Nunca me tomo todas las vacaciones juntas. Voy mechando. El veranillo de San Juan son unas pequeñas vacaciones que me tomo permito cada año. Es eso y alguna que otra escapada de fin de semana largo, pero como me gusta lo que hago no me quema la cabeza trabajar tanto.

¿Nunca le piden que traiga nieve?
Muy poco. Algún que otro gurí chico, pero sin el permiso de los padres no puedo, o sea que nunca me dejan.

¿Le gustaría?
Es complicado traer nieve hasta acá. Lo hice alguna vez como novelería, pero prefiero que no.

¿Qué le diría a quienes no lo quieren mucho?
Que se jodan. No puedo conformar a todos. Ya le dije. Si no quieren que venga más me avisan y no hay ningún problema. Pero después que no los quiero ver llorando por los rincones hablando mal del cambio climático, que inviernos eran los de antes y patatín patatán.

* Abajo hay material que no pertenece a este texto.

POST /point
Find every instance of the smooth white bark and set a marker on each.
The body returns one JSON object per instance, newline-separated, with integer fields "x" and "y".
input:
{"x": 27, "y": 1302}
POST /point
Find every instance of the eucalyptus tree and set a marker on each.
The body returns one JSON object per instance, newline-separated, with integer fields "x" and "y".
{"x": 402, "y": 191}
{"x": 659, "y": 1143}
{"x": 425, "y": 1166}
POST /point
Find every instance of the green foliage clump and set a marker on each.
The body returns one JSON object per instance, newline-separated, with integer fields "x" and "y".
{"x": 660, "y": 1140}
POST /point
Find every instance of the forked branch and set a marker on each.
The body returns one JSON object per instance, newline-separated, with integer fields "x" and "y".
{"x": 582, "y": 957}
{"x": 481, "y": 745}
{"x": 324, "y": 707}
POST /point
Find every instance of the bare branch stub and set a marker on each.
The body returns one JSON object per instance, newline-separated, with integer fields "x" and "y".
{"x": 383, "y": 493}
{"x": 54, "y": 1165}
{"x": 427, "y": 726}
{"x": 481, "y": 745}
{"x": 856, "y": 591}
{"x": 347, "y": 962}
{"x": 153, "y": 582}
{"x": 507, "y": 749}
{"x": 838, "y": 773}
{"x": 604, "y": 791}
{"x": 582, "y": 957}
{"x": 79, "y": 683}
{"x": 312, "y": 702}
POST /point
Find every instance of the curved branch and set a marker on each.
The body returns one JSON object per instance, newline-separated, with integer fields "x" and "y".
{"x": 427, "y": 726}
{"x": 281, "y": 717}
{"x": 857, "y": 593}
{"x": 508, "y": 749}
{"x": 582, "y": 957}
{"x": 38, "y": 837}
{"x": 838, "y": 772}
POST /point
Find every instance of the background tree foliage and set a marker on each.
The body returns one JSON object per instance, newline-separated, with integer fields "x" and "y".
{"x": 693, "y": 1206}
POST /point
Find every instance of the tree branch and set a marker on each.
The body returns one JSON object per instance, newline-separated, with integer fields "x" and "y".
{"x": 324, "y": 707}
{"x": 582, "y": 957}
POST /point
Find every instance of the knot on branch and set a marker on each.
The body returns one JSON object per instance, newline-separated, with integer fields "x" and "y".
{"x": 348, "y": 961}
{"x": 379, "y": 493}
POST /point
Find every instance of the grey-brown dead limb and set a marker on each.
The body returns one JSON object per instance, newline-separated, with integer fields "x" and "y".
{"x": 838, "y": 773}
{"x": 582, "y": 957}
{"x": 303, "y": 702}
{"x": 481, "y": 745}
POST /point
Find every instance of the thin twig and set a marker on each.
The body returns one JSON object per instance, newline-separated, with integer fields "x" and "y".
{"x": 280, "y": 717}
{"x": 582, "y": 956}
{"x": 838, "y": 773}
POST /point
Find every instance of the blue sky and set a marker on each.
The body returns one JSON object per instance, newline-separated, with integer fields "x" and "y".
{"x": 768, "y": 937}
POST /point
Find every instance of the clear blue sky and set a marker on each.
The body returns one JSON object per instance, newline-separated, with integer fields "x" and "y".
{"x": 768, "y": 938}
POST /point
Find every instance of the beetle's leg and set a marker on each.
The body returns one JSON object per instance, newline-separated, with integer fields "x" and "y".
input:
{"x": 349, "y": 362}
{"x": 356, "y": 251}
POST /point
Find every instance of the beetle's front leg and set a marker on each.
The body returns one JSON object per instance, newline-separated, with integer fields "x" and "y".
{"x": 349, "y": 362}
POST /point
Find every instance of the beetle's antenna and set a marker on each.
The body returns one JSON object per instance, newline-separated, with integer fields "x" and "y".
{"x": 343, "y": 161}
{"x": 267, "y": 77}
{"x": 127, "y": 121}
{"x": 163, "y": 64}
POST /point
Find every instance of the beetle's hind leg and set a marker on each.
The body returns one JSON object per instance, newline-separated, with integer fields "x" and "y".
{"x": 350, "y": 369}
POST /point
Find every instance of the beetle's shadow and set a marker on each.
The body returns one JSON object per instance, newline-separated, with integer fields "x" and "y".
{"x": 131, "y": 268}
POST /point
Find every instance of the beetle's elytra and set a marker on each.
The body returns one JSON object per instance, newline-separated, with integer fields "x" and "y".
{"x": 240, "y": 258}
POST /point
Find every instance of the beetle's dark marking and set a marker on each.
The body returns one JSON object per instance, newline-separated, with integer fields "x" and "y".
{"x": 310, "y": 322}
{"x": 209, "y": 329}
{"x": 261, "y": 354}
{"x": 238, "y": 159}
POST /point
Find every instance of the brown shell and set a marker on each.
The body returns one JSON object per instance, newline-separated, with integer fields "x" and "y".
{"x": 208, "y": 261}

¿Le molestan las críticas?
No. Todos somos libres de opinar. A mí me llaman y vengo. Mientras estén los billetitos no les voy a fallar.

¿Cómo ve su futuro con esto del cambio climático?
He pasado por mucha cosa en mi vida. Épocas mejores y de las otras. De todas formas les sugiero que no se preocupen por mí, preocupense por ustedes que están bastante más en el horno.

¿Cómo se lleva con el resto de las estaciones?
Bien, aunque no nos vemos mucho. Ahora por suerte nos estamos cruzando más que antes, pero generalmente no tenemos tiempo para compartir. Nos manejamos mucho por mensajes de texto.

¿Con cuál se lleva mejor?
Con el otoño, sin ninguna duda. Somos muy compinches. Lo tengo de número amigo en mi celular. Es buena gente, muy humilde. Los otros se la tienen más creída.

¿Hasta cuando lo tendremos por acá?
Depende. Tengo varias ofertar para continuar la gira, pero no tengo confirmada ninguna fecha. Si pagan bien aguanto un cacho más; sino sigo viaje. Por la plata baila el mono, dicen. En este caso yo vengo a ser el mono... y no me preocupa en absoluto.